Two pieces of printed evidence seem to support my conclusion. One is the fact that only these two Jannon italic types, and none of the romans, appear in the Imprimerie royale specimen of 1643.

All three sets of roman and italic matrices were mentioned as being present in ‘drawers’ (layettes) in an inventory of the materials of the Imprimerie royale drawn up in 1691 (BnF, MS nouv. acq. fr. 2511), but when in 1690 the widow of the director Sébastien Mabre-Cramoisy prepared specimens of the types from matrices ‘belonging to the king’ to be passed to his successor, in addition to five sheets of greek types lettered A to E (the grecs du roi), there was a single sixth sheet, lettered F, a detail from which is shown above, showing only the two smaller italics of Jannon that appear to have been in regular use.

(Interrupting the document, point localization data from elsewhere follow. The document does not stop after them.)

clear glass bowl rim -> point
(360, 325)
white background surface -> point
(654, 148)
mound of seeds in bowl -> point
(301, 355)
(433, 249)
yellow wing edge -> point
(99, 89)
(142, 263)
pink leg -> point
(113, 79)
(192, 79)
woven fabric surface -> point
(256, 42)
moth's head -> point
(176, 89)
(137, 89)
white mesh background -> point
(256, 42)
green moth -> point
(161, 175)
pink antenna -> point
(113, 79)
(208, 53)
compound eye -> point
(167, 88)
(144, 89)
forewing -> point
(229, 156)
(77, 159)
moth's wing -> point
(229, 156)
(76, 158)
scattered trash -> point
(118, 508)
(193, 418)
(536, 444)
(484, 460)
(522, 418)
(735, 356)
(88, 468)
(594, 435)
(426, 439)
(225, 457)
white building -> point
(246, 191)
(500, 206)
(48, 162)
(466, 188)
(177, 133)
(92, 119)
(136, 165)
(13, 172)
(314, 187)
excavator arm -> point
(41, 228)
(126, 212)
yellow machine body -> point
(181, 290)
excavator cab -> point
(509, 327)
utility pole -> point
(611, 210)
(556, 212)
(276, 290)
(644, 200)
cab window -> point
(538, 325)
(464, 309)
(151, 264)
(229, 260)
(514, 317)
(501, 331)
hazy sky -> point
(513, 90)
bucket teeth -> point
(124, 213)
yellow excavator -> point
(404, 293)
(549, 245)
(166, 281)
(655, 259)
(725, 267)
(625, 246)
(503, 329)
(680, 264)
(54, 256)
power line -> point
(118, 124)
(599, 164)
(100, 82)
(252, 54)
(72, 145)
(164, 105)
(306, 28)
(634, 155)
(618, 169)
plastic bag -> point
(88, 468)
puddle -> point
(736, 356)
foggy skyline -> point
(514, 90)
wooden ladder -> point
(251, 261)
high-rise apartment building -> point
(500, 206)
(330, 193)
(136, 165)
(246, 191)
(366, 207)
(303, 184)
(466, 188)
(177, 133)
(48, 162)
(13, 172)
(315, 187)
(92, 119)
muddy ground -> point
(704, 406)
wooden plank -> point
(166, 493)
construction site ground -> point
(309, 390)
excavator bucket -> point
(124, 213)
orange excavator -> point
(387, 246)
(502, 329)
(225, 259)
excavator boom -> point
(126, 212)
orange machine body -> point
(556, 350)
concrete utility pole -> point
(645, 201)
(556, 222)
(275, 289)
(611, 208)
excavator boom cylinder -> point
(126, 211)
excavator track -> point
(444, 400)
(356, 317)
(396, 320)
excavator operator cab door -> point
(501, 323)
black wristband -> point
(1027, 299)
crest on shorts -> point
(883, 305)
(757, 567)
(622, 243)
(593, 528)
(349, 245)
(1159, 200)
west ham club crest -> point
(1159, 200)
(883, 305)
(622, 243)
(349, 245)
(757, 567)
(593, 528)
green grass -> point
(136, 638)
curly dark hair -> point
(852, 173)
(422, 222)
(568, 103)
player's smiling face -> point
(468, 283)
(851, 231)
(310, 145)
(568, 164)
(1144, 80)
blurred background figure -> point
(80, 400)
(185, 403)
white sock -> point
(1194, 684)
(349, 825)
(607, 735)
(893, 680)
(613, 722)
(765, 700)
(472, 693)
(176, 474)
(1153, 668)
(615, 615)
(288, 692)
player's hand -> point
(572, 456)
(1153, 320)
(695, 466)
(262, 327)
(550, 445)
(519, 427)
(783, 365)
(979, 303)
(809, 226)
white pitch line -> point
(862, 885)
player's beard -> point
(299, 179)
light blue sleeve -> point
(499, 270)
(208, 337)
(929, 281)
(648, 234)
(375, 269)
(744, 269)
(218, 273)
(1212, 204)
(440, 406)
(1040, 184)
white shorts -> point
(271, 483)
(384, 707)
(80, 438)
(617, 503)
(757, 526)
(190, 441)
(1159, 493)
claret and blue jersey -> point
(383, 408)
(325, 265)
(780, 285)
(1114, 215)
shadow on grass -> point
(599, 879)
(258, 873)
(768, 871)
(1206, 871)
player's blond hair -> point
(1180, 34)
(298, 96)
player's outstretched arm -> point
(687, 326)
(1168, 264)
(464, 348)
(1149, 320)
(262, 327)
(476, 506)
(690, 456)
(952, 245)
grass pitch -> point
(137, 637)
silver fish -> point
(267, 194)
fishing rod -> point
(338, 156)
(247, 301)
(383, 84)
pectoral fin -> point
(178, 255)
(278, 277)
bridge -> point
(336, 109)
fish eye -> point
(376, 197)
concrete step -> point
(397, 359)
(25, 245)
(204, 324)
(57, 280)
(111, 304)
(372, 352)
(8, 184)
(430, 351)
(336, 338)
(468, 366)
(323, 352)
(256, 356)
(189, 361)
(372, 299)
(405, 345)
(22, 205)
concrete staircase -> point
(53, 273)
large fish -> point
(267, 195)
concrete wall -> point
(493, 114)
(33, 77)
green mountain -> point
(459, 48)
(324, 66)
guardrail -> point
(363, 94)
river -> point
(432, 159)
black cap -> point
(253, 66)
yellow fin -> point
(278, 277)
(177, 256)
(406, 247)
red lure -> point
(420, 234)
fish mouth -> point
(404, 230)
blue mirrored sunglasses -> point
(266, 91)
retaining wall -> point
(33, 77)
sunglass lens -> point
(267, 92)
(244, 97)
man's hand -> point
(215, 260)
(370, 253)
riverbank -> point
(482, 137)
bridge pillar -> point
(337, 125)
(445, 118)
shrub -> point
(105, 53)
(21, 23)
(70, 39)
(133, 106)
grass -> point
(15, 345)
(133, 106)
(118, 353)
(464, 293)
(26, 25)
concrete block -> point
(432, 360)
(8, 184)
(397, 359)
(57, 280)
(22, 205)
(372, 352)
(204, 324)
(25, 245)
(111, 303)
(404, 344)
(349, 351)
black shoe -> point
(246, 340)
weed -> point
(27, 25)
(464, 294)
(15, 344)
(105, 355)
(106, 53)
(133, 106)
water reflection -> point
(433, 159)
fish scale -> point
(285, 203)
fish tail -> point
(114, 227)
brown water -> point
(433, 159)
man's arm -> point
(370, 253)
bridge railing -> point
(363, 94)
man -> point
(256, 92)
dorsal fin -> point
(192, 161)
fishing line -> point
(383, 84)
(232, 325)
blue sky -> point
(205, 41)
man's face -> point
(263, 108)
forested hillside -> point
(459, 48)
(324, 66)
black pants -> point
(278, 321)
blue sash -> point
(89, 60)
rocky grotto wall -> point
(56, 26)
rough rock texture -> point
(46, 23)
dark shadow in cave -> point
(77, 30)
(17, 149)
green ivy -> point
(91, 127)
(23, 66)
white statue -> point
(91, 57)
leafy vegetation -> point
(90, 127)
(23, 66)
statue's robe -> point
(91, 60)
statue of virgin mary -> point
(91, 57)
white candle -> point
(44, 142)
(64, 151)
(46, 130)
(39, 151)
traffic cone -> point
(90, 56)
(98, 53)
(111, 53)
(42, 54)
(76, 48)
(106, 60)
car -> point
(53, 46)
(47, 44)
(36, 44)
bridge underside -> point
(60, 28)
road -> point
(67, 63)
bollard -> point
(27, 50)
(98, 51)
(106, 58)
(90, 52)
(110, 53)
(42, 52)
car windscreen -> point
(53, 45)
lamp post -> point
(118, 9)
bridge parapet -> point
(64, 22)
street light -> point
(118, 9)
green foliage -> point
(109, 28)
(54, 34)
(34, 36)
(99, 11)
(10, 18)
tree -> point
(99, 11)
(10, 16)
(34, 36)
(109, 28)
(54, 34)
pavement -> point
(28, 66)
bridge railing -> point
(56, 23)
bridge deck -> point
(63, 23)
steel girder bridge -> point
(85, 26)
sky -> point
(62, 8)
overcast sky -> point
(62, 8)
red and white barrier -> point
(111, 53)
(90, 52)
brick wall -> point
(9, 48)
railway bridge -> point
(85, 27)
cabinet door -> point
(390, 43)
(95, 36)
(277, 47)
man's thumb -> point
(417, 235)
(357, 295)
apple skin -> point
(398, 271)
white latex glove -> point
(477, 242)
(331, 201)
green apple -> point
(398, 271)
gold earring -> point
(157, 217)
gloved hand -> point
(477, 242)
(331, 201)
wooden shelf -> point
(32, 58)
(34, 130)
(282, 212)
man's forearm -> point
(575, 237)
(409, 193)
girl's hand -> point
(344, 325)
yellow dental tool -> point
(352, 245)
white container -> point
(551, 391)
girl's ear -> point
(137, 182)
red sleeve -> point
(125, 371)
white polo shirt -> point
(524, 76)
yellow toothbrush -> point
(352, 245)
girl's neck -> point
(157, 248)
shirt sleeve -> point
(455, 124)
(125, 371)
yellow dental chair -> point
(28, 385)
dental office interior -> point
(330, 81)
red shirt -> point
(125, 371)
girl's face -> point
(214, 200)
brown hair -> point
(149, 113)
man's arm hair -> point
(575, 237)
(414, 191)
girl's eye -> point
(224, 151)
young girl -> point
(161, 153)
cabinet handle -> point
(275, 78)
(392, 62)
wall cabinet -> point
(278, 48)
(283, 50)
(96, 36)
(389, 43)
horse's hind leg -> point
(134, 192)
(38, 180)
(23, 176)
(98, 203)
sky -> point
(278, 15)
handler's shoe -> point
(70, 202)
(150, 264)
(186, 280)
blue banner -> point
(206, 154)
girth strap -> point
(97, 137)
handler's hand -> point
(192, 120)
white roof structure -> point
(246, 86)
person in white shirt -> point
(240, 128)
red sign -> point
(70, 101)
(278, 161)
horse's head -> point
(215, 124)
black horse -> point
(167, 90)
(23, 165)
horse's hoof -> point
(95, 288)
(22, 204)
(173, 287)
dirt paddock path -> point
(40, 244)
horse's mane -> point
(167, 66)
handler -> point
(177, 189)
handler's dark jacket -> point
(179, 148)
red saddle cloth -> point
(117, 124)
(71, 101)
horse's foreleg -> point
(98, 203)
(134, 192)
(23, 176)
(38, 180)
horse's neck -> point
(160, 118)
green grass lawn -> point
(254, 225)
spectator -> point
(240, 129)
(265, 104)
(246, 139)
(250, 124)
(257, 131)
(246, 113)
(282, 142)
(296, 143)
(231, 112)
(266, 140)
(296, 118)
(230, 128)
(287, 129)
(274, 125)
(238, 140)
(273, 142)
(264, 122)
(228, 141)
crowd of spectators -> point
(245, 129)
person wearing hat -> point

Several questions are raised by my claims, which were the basis of papers that I gave at colloques relating to Garamont at Amiens in September 2011, and in New York in January 2012. Have I overlooked examples of the use of Jannon types (especially the romans) at the Imprimerie royale? Since it is not easy to prove a negative, that is possible; and one reason for offering my own observations in this form is in order to invite others to make their own and to let me know what they find or to publish them.
One the matter of the Jannon type specimen dated 1621, perhaps I should include this note.
In his little pamphlet of 1887 Brincourt appears to be the first writer to mention it as a specimen of types. (There is an oddly garbled reference in the Bigmore & Wyman Bibliography of printing (1880) where it is listed, evidently by someone who had not seen it, as ‘a very interesting work on the few (qy. seven) but admirable editions in 12mo, printed at Sedan'.) Warde appears to have been using the copy in the Bibliothèque Mazarine, Paris, the only one now known and the original of the facsimile published in 1927. In 1887 Brincourt wrote, ‘ce cahier, intitulé: “Espreuve des caractères nouvellement taillez,” est de la plus grande rareté: on y trouve la reproduction de tous les caractères nouveaux, y compris la Nompareille et la Sedanaise avec son Italique.’ And in the later printings of Brincourt’s text (1902, etc.), there is a reference to a copy, without any indication of its whereabouts, as ‘In-4° de 6 ff. pour le titre et de l’Avis “aux Imprimeurs”, plus 10 ff. pour les “Caracteres nouuellement taillez”. But in the copy at the Bibliothèque Mazarine there appear to be only seven leaves which show types, and they do not include either the roman or italic of Nompareille or Sedanaise, although both sizes are named on the leaf of two-line letters. Can Brincourt have seen another and a more complete copy of the specimen, and if so where is it?